The controversy is stoking a fierce debate between Australian security hawks and pro-business forces. The latter are worried that a decision to force Landbridge to sell the lease threatens foreign investment.
The hawks counter that allowing a Chinese company to control a vital piece of infrastructure in the Asia-Pacific is risky.
A group of 15 rightwing MPs are also targeting China Merchants Group, a state-owned company that has a 50 per cent stake in Port of Newcastle, the world’s largest coal port. Last week the group asked the government to look closer at the port, arguing the stake gave the “Communist Party of China a geopolitical advantage over the export of Australian coal’’.
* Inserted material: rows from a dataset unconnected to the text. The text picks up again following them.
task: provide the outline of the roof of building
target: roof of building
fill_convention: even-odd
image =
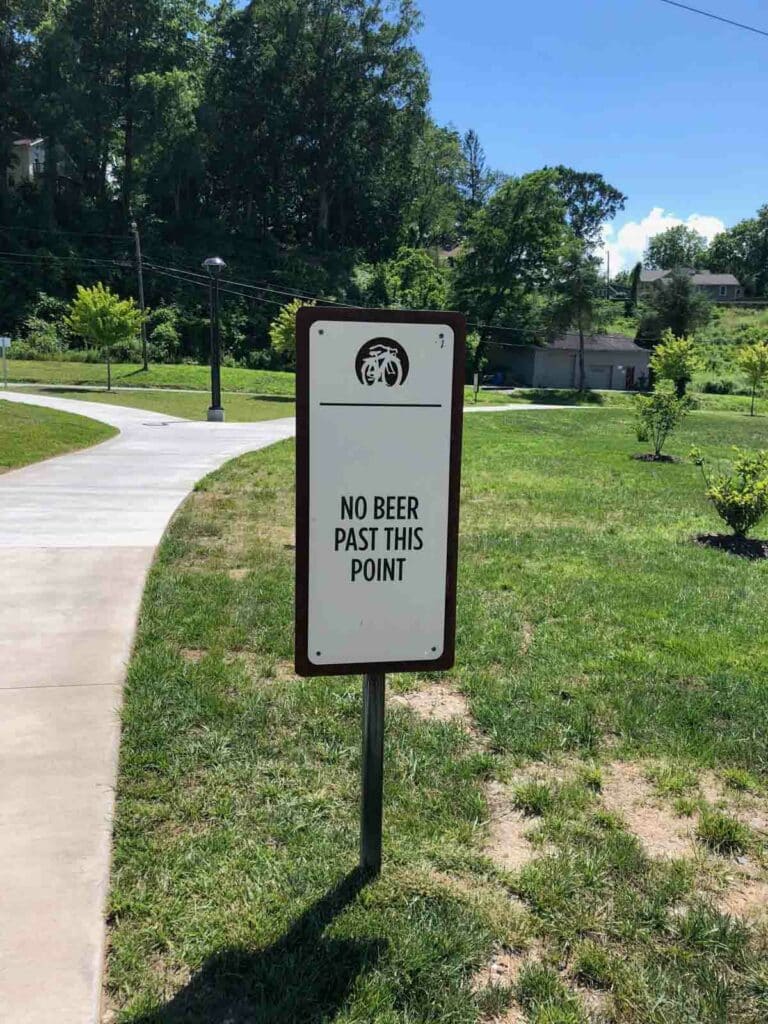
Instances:
[[[555,338],[545,349],[557,349],[572,352],[579,347],[579,336],[569,332]],[[584,349],[587,352],[645,352],[647,349],[636,345],[626,334],[588,334],[584,338]]]
[[[14,139],[14,146],[39,146],[45,139]]]
[[[734,277],[733,274],[713,274],[709,270],[692,270],[690,267],[685,267],[683,269],[693,279],[694,284],[730,284],[735,285],[737,288],[741,287],[739,279]],[[670,273],[670,270],[641,270],[640,280],[643,284],[653,284],[654,281],[661,281]]]

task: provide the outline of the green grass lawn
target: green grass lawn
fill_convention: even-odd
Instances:
[[[107,405],[127,405],[134,409],[149,409],[169,416],[180,416],[187,420],[204,420],[211,404],[210,395],[200,392],[174,391],[80,391],[73,388],[25,388],[25,393],[55,394],[60,398],[72,398],[79,402],[102,402]],[[254,396],[238,392],[222,396],[224,412],[230,423],[253,423],[257,420],[281,419],[293,416],[295,406],[291,398],[278,395]]]
[[[107,368],[103,363],[55,362],[53,360],[8,360],[8,380],[33,384],[85,384],[106,386]],[[260,395],[293,396],[295,376],[275,370],[221,368],[221,386],[225,391],[246,391]],[[114,363],[112,384],[131,388],[192,388],[207,391],[211,372],[207,366],[151,365],[144,371],[138,363]]]
[[[87,448],[115,434],[113,427],[85,416],[0,399],[0,473]]]
[[[768,422],[698,412],[694,442]],[[768,892],[768,563],[693,544],[697,469],[639,447],[622,408],[467,419],[458,663],[389,680],[363,888],[360,680],[292,674],[293,445],[198,486],[125,694],[116,1020],[764,1024],[737,897]],[[435,693],[463,713],[411,709]]]

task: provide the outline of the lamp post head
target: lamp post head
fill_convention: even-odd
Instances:
[[[203,260],[202,265],[211,277],[218,277],[222,270],[227,268],[227,264],[221,256],[209,256],[207,260]]]

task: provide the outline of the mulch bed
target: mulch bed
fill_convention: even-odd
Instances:
[[[752,537],[734,537],[731,533],[699,533],[696,543],[705,548],[718,548],[729,555],[749,558],[757,561],[768,558],[768,540],[757,540]]]
[[[682,462],[682,459],[677,459],[674,455],[654,455],[653,452],[641,452],[632,458],[638,462]]]

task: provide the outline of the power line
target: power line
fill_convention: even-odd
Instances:
[[[165,271],[168,276],[173,276],[173,274],[184,274],[184,275],[188,275],[189,278],[196,279],[197,281],[204,282],[206,284],[208,282],[208,278],[204,274],[199,274],[199,273],[197,273],[197,271],[194,271],[194,270],[187,270],[184,267],[168,267],[168,266],[163,266],[163,265],[160,265],[160,264],[149,263],[149,262],[145,262],[144,265],[146,267],[148,267],[149,269],[157,270],[159,273]],[[186,278],[177,278],[177,280],[185,280],[185,279]],[[306,292],[299,292],[299,291],[296,291],[296,290],[284,291],[284,290],[279,289],[279,288],[273,288],[271,285],[252,284],[252,283],[250,283],[248,281],[237,281],[237,280],[231,280],[229,278],[224,278],[223,279],[223,283],[220,285],[220,288],[223,290],[225,288],[225,286],[233,286],[233,287],[238,287],[238,288],[247,288],[247,289],[251,289],[253,291],[257,291],[257,292],[264,292],[264,291],[266,291],[266,292],[270,292],[270,293],[275,294],[275,295],[288,295],[288,296],[292,296],[292,297],[297,298],[297,299],[306,299],[308,302],[322,302],[322,303],[326,303],[326,304],[333,305],[333,306],[345,306],[346,305],[346,303],[344,303],[344,302],[339,302],[336,299],[330,299],[330,298],[328,298],[328,296],[325,296],[325,295],[309,295]],[[265,301],[265,302],[272,301],[273,305],[279,305],[279,306],[285,305],[285,303],[274,302],[273,300],[268,300],[268,299],[263,299],[262,301]],[[357,309],[375,309],[375,308],[378,308],[378,307],[374,307],[374,306],[356,306],[355,308],[357,308]],[[494,325],[491,325],[491,324],[476,323],[474,321],[469,321],[467,323],[467,326],[468,327],[477,327],[480,330],[487,330],[487,331],[509,331],[511,333],[516,333],[516,334],[528,333],[531,330],[535,330],[536,328],[541,329],[541,328],[543,328],[545,326],[544,322],[541,321],[541,320],[529,321],[529,320],[527,320],[526,318],[524,318],[522,316],[520,317],[519,322],[523,323],[524,326],[522,326],[522,327],[513,327],[513,326],[509,326],[509,325],[497,325],[497,326],[494,326]]]
[[[724,18],[720,14],[713,14],[711,11],[702,11],[698,7],[689,7],[688,4],[681,4],[678,0],[661,0],[661,3],[670,7],[679,7],[683,11],[690,11],[692,14],[700,14],[704,18],[711,18],[713,21],[721,21],[724,25],[732,25],[734,28],[744,29],[745,32],[754,32],[758,36],[768,36],[768,31],[762,28],[755,28],[754,25],[745,25],[741,21],[733,21],[731,18]]]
As the furore over Chinese investment intensifies, the opposition Labor party has criticised the conservative government’s handling of Sino-Australian relations, arguing it is inflaming “nationalist sentiment” for electoral gain.
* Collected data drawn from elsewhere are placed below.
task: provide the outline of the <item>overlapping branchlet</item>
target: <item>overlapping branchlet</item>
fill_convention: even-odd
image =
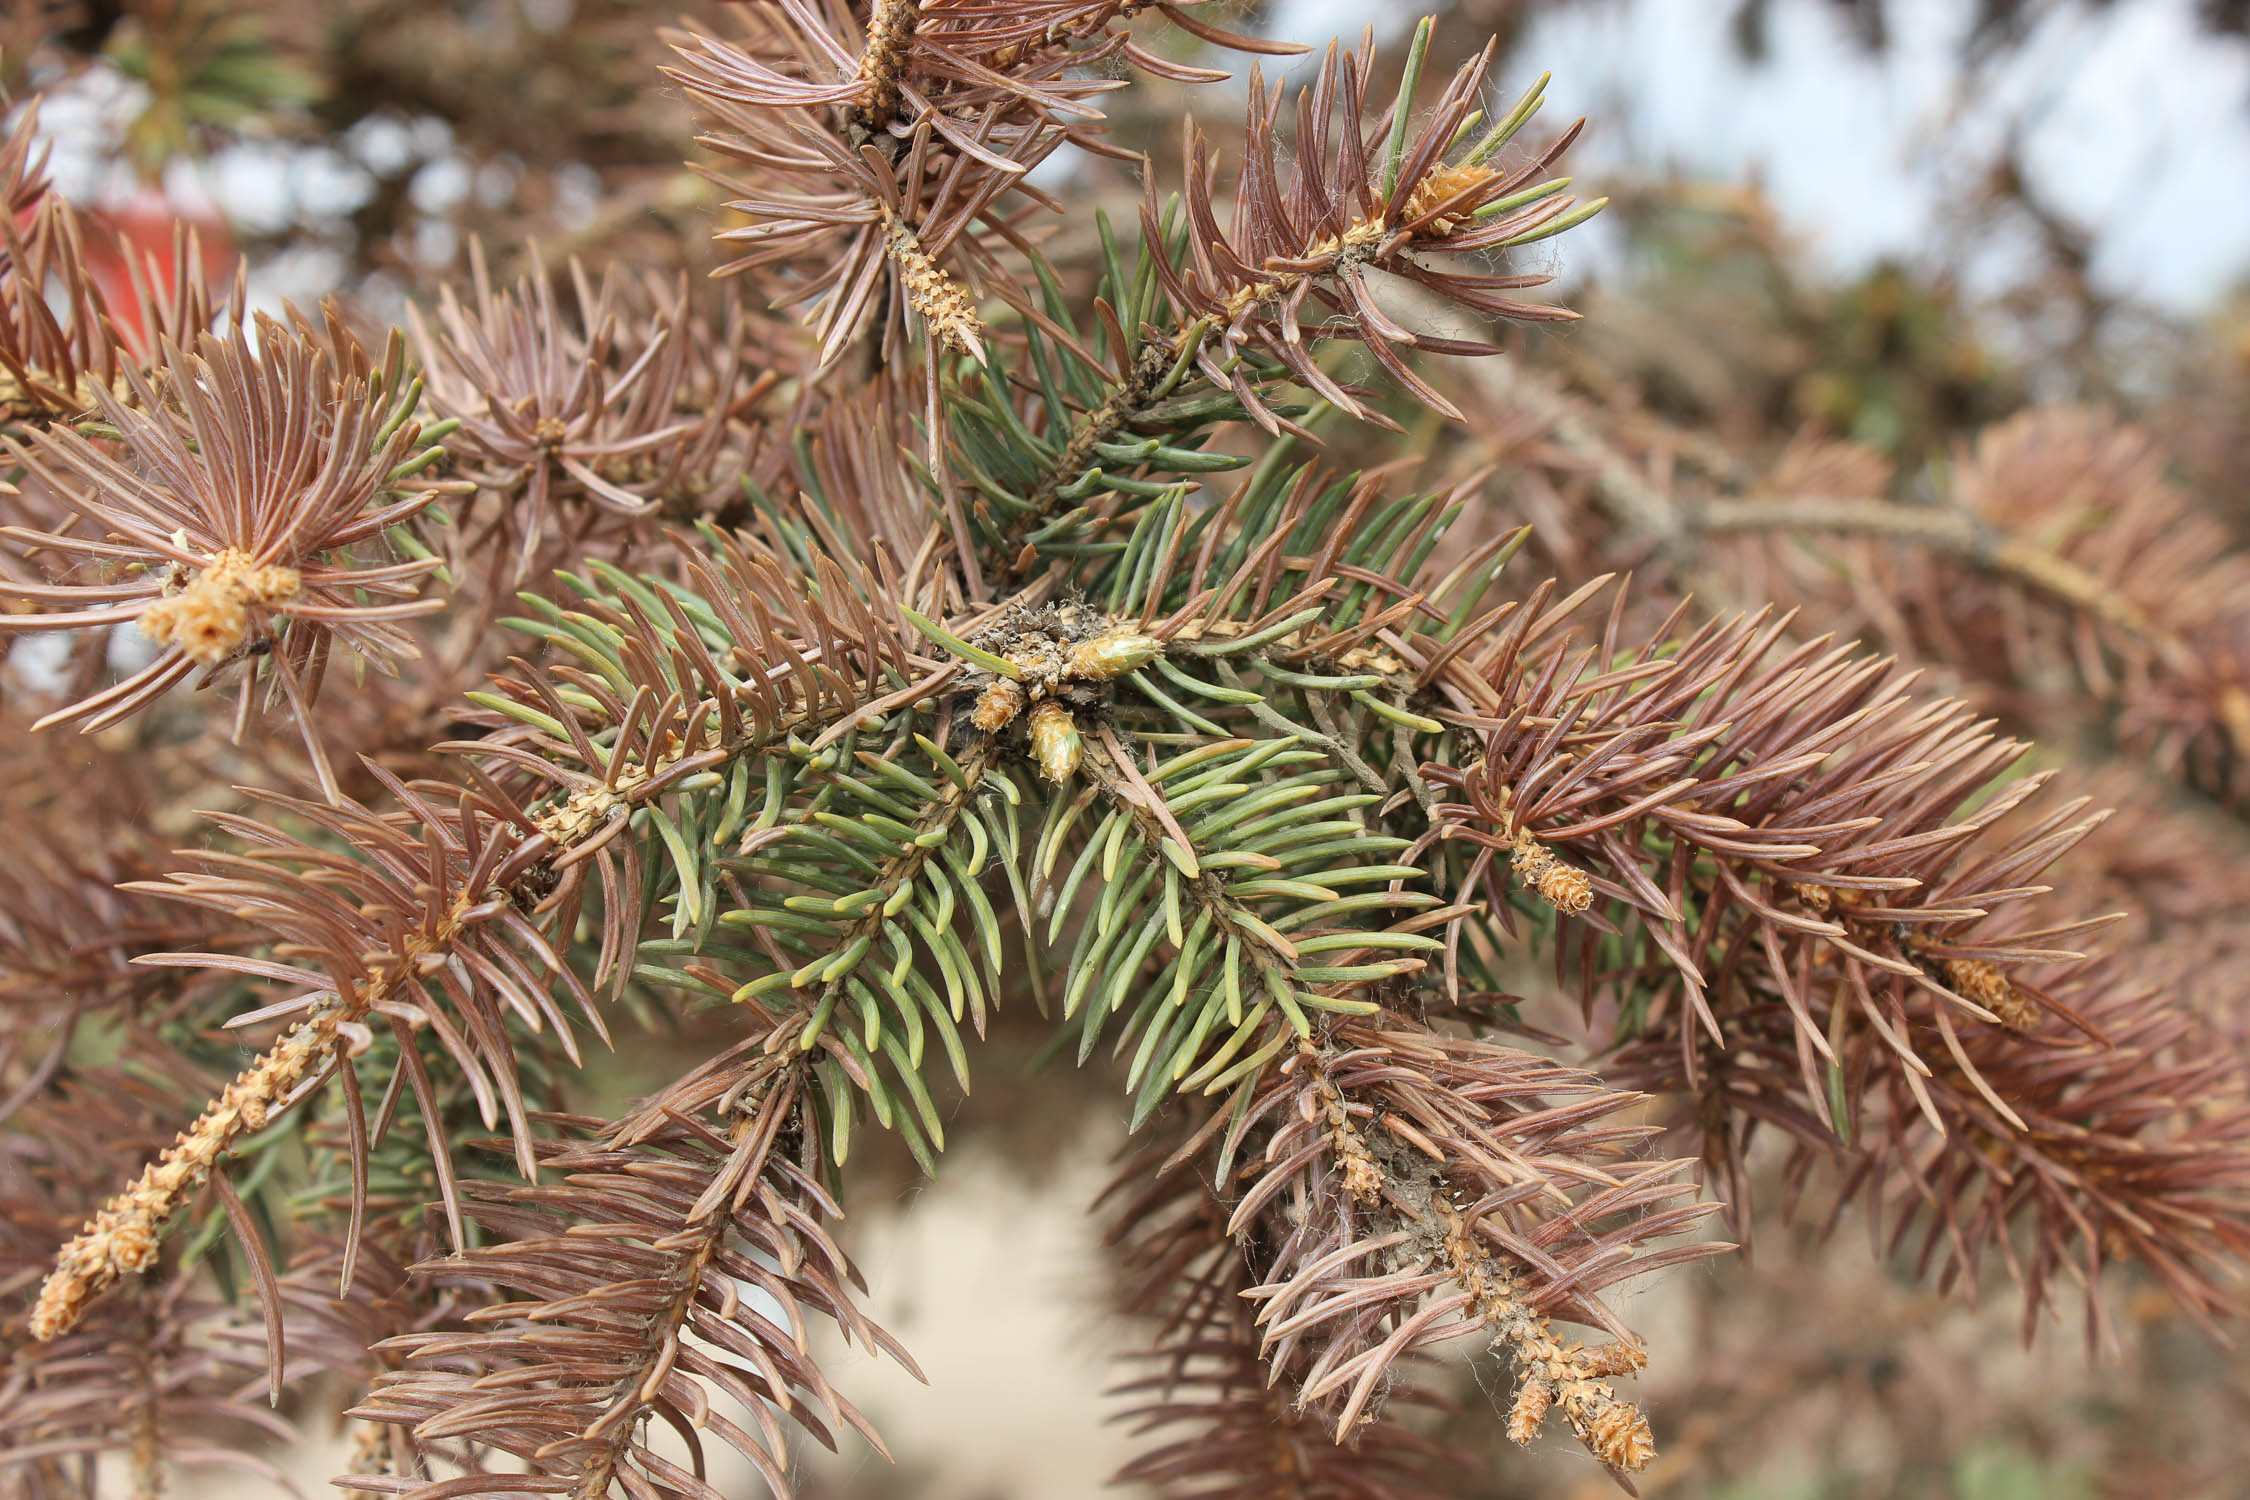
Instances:
[[[1336,1441],[1325,1413],[1296,1398],[1296,1372],[1265,1356],[1245,1293],[1253,1262],[1270,1253],[1263,1226],[1238,1237],[1227,1203],[1196,1164],[1163,1163],[1161,1146],[1135,1152],[1104,1196],[1119,1262],[1119,1310],[1145,1347],[1126,1360],[1111,1394],[1150,1446],[1121,1483],[1197,1500],[1254,1500],[1277,1482],[1320,1500],[1441,1494],[1470,1471],[1467,1457],[1415,1429],[1417,1411],[1444,1410],[1435,1371],[1418,1352],[1392,1362],[1378,1409]],[[1301,1362],[1300,1362],[1301,1363]]]
[[[338,646],[378,670],[415,654],[402,622],[444,607],[417,597],[434,558],[400,558],[403,528],[446,486],[415,477],[414,386],[394,335],[381,364],[340,322],[257,322],[192,347],[168,340],[155,368],[124,370],[127,397],[94,392],[115,446],[53,425],[9,451],[70,514],[62,529],[10,526],[14,548],[64,580],[0,580],[34,608],[0,629],[137,623],[158,648],[122,680],[41,726],[87,730],[174,686],[233,672],[237,733],[258,696],[288,707],[323,789],[337,793],[314,705]],[[90,581],[75,570],[98,569]]]
[[[566,308],[543,269],[495,287],[483,247],[469,258],[466,301],[446,287],[432,318],[409,310],[431,409],[459,424],[446,451],[479,497],[450,533],[457,575],[506,598],[542,561],[739,501],[750,418],[791,371],[739,298],[705,306],[684,278],[596,281],[573,261]]]
[[[533,1493],[715,1495],[658,1451],[667,1429],[711,1432],[783,1495],[784,1421],[831,1448],[849,1426],[883,1451],[808,1353],[808,1321],[914,1364],[853,1303],[862,1283],[828,1229],[839,1210],[821,1182],[818,1106],[794,1054],[762,1042],[618,1125],[543,1120],[554,1180],[475,1186],[472,1212],[498,1243],[419,1271],[506,1300],[377,1345],[395,1368],[353,1415],[410,1432],[417,1458],[460,1443],[529,1460]],[[761,1310],[746,1315],[748,1299]],[[431,1489],[412,1472],[347,1483]]]
[[[1612,1469],[1642,1468],[1648,1424],[1607,1383],[1645,1362],[1600,1293],[1718,1254],[1662,1242],[1712,1211],[1685,1162],[1645,1154],[1643,1101],[1496,1042],[1378,1013],[1301,1046],[1228,1124],[1244,1159],[1230,1233],[1267,1247],[1260,1352],[1337,1441],[1402,1354],[1475,1336],[1514,1372],[1530,1441],[1550,1408]],[[1611,1336],[1587,1348],[1553,1320]]]
[[[1274,361],[1344,411],[1389,420],[1322,368],[1316,351],[1321,341],[1335,338],[1365,345],[1418,405],[1460,417],[1401,351],[1490,355],[1499,347],[1406,328],[1378,303],[1371,273],[1403,277],[1487,317],[1545,322],[1577,316],[1507,295],[1542,285],[1544,276],[1493,275],[1427,259],[1433,253],[1471,256],[1531,244],[1601,207],[1564,191],[1569,179],[1545,176],[1576,139],[1577,126],[1529,160],[1496,164],[1501,148],[1537,109],[1540,87],[1457,159],[1446,160],[1475,123],[1471,115],[1491,57],[1488,48],[1464,64],[1437,101],[1410,122],[1406,112],[1413,101],[1403,94],[1388,108],[1368,112],[1375,78],[1372,39],[1350,54],[1331,45],[1311,87],[1297,96],[1297,129],[1288,153],[1275,129],[1285,90],[1277,86],[1269,94],[1253,66],[1242,171],[1224,222],[1214,201],[1218,182],[1211,142],[1188,127],[1181,163],[1186,264],[1175,269],[1159,262],[1158,277],[1181,322],[1195,330],[1182,354],[1192,355],[1207,378],[1232,390],[1267,428],[1279,430],[1282,421],[1259,393],[1257,367],[1238,362],[1247,352]],[[1154,177],[1144,181],[1141,233],[1155,243],[1164,237],[1168,216],[1157,200]]]
[[[1093,101],[1122,85],[1092,65],[1130,47],[1118,28],[1137,8],[1073,7],[1034,32],[1022,7],[886,4],[863,22],[820,0],[751,12],[735,39],[680,38],[668,71],[744,174],[713,174],[751,220],[720,233],[743,247],[723,269],[801,272],[785,300],[812,309],[823,365],[877,319],[890,345],[894,305],[933,349],[981,356],[969,289],[1013,280],[997,258],[1020,238],[1012,197],[1052,206],[1033,168],[1073,141],[1114,152]]]
[[[88,1187],[130,1170],[162,1139],[178,1093],[203,1085],[181,1071],[189,1076],[157,1082],[88,1069],[0,1129],[0,1286],[33,1284],[54,1236],[85,1212]],[[9,1369],[0,1488],[77,1495],[84,1476],[122,1471],[131,1493],[155,1496],[170,1464],[280,1482],[262,1455],[295,1434],[266,1401],[266,1340],[227,1338],[233,1311],[178,1260],[52,1342],[14,1319],[0,1332]]]
[[[552,992],[559,986],[606,1041],[593,992],[621,982],[643,915],[640,855],[632,839],[619,838],[632,809],[796,729],[861,711],[874,696],[870,679],[909,665],[900,627],[850,607],[840,569],[821,575],[831,605],[805,600],[780,619],[764,599],[803,599],[803,591],[770,556],[730,544],[701,571],[709,592],[700,602],[731,621],[738,640],[755,643],[742,648],[748,665],[740,675],[691,645],[684,613],[659,626],[634,609],[617,612],[611,681],[559,667],[500,684],[493,701],[536,705],[531,717],[551,732],[497,715],[519,732],[456,747],[484,762],[464,762],[468,786],[414,788],[371,768],[399,804],[391,814],[272,797],[275,812],[303,819],[315,836],[225,817],[245,852],[209,852],[201,872],[149,887],[256,924],[277,956],[151,954],[142,962],[232,971],[298,993],[260,1013],[288,1022],[274,1046],[64,1248],[35,1314],[44,1336],[66,1330],[89,1298],[149,1265],[162,1226],[235,1143],[348,1066],[377,1020],[399,1036],[401,1076],[426,1122],[436,1112],[411,1041],[423,1026],[476,1090],[488,1121],[505,1115],[519,1161],[532,1169],[509,1029],[551,1030],[577,1061],[574,1023]],[[337,856],[327,839],[355,856]],[[589,911],[601,934],[590,984],[563,957]],[[458,1243],[447,1147],[433,1138],[431,1150]]]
“The federal talk of conflict, of trade retaliation can and must stop,” Mark McGowan, premier of the Labor-led state government in Western Australia, told business leaders last week.
In May, Canberra announced it was reviewing whether to scrap the contentious lease of Darwin port, which is close to a US marines base in Australia’s sparsely populated far north. It follows a decision in April to cancel two Belt & Road Initiative agreements between Victoria and Beijing, a centrepiece of President Xi Jinping’s foreign policy.
“My thinking is that when the decision was made in 2015 [on the port lease] circumstances were very different than they are in 2021,” said Peter Dutton, Australia’s defence minister, when announcing the review.
The decision to lease Darwin port to Landbridge prompted concern in Washington while the Australian Strategic Policy Institute, a think-tank, alleges Landbridge has connections to the People’s Liberation Army and the Communist party. Landbridge says it is a commercial entity and this criticism is unfair.
Many analysts think the government will demand changes to the lease.
“Canberra could, for example, subject the lease to six-monthly security reviews,” said Richard McGregor, an analyst at the Lowy Institute. “Or they could take the nuclear option, which would also be the expensive and riskier one, of tearing up the lease altogether.”
McGregor said Beijing would almost certainly retaliate, although there were limited Australian investments of a similar nature within China to target. Sanctions have already been imposed on a range of Australian exports.
“Retaliation matters less than the way the decision will introduce a new level of sovereign risk for foreign investors into Australia,” said McGregor.
Chinese companies have grown cautious about dealmaking in Australia owing to greater scrutiny of deals and the deterioration in bilateral ties. Chinese investment fell 61 per cent to A$1bn in 2020, down from A$2.6bn a year earlier, according to Australian National University.
Landbridge’s Hughes said forced divestment risked denting Asian investment in Australia.
“Clearly if you’re a US company, you’re not going to be that bothered. But, you know, foreign investors from some other countries, who knows how things can change over a decade or more,” said Hughes.
Analysts are divided over whether tearing up the Darwin port lease would significantly alter the sovereign risk environment for non-Chinese companies.
“In the case of Darwin Port, there are clearly special and extraneous factors at play,” said Jeffrey Wilson, research director at Perth USAsia Centre.
Nevertheless, business leaders are urging caution and pressing Canberra to reset relations with China, the nation’s largest trading partner with A$251bn in two-way trade in 2019-20. Some worry tearing up the port lease could fatally damage bilateral ties and unnerve overseas investors.
“There will be consequences beyond China,” said Andrew Robb, a former Australian trade minister who oversaw negotiations on the China-Australia free trade deal agreed in 2015.
Robb, who acted as a paid adviser to Landbridge and other Chinese companies when he left political office, said Canberra had every right to reassess the port lease in light of changing strategic circumstances.
But he warned that Australia-China political relations had “turned to custard” and business ties could follow.
“In some cases the tone hasn’t taken account of the sensitivities on the Chinese side,” said Robb. “There are certain things that have been thousands of years in the making with regard to China, such as saving face.”